Lieutenant Lynch, of the United States Navy, was, in 1848, sent out by our government in charge of an expedition to explore the river Jordan and the Dead Sea. Doctor Thomson, for a quarter of a century missionary in Syria and Palestine, traversed the land in 1857, and Dean Stanley in 1853, and others more recently. For a complete refutation of such puerile objections as those above mentioned, and a confirmation of Baptist claims, see the following works: Robinson’s “Biblical Researches,” Vol. II, Sec. 10, pp. 257-267; Lynch’s “Dead Sea Expedition,” Ch. 10 and 11; Thomson’s “The Land and the Book,” Vol. II., pp. 445-6; Stanley’s “Syria and Palestine,” Ch. 7, pp. 306-7; Barclay’s “The City of the Great Kings,” ch. 10; and other citations in “Baptist Church Directory.”

the rise of sprinkling

The question will naturally arise and very properly, When did sprinkling for baptism first come into use? And how came it to pass, that a human device superseded and took the place of a Divine institution? These questions are fully and satisfactorily answered by Pedobaptist scholars themselves, whose testimony we accept as a justification of Baptist views.

For two hundred and fifty years after Christ we have no evidence of any departure from the primitive practice of immersion. At length the idea came to prevail that baptism possessed saving virtue, and had power to purify and sanctify the soul, making its salvation more secure. It was consequently thought unsafe to die unbaptized. Here was the germ of the pernicious dogma of “baptismal regeneration,” the foundation alike of infant baptism and of sprinkling instead of immersion.

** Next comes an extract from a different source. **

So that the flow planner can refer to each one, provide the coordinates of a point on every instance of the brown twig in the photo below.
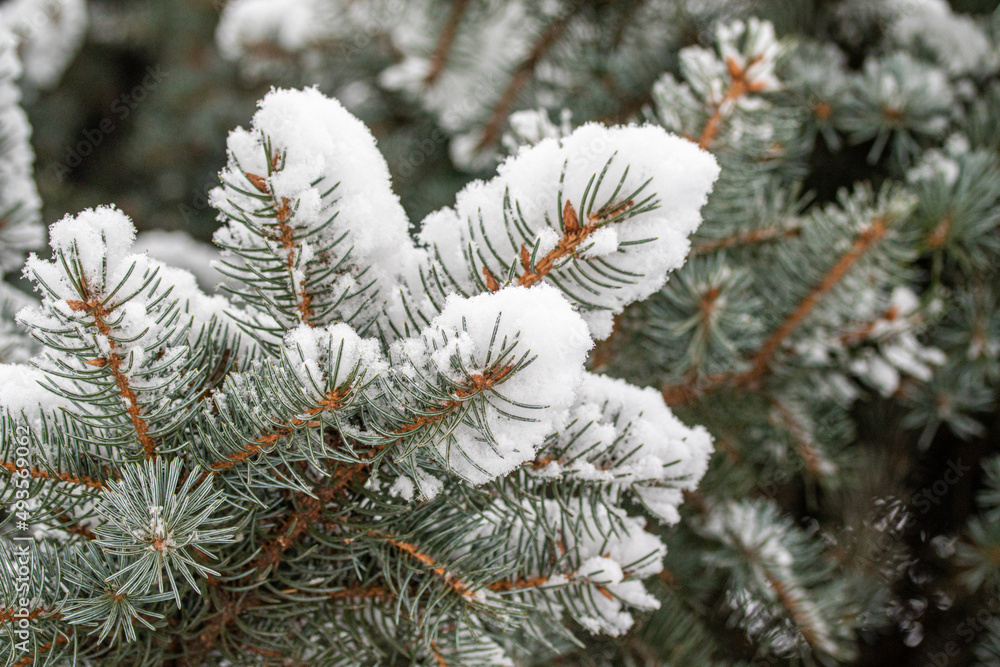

The first authenticated instance of sprinkling occurred about the middle of the third century, or a. d. 250. This was the case of Novatian. The historian Eusebius gives this case, and Doctor Wall in his laborious researches could find no earlier instance; good evidence that no earlier existed. Novatian was dangerously sick, and believing himself about to die, was anxious to be baptized. The case seemed urgent, and as he was thought to be too feeble to be immersed, a substitute was resorted to; water was poured profusely over him as he lay in bed, so as to resemble as much as possible a submersion. The word used to describe this action (perichutheis, purfusus) has usually been rendered besprinkle; it rather means to pour profusely over and about one. This it was thought might answer the purpose in such an emergency.

From this time onward pouring and sprinkling were resorted to at times of extreme illness, or feebleness, where persons could not leave their beds, and hence was termed clinic baptism, from clina, a couch. But it was always regarded as a substitute for baptism, rather than baptism itself; and its validity was doubted. Novatian himself having recovered from his sickness, was objected to when his friends proposed to make him bishop, because, it was said, he had never been properly baptized. It was not, however, until the seventeenth century that sprinkling became common in Europe, in France first, and then extending through those countries over which the pope held sway. At length, accepted by Calvin and the Genevan Church, it extended into Scotland, by John Knox, and other Scotch refugees, who had found in Geneva a shelter from the persecution to which they had been exposed in their native country; then into England: and in 1643 it was adopted as the exclusive mode of baptism by a majority of one of the Westminster Assembly of Divines, and sanctioned by Parliament the next year. All of which is verified by Eusebius, Valesius, Wall, Salmasius, Venema, Taylor, Towerson, Grotius, “Ency. Brit.,” “Edin. Ency.,” and other reliable historical authorities.[1]

FOOTNOTES:

[1] For more numerous citations on this subject, see the “Star Book on Christian Baptism,” and “The Baptist Church Directory.”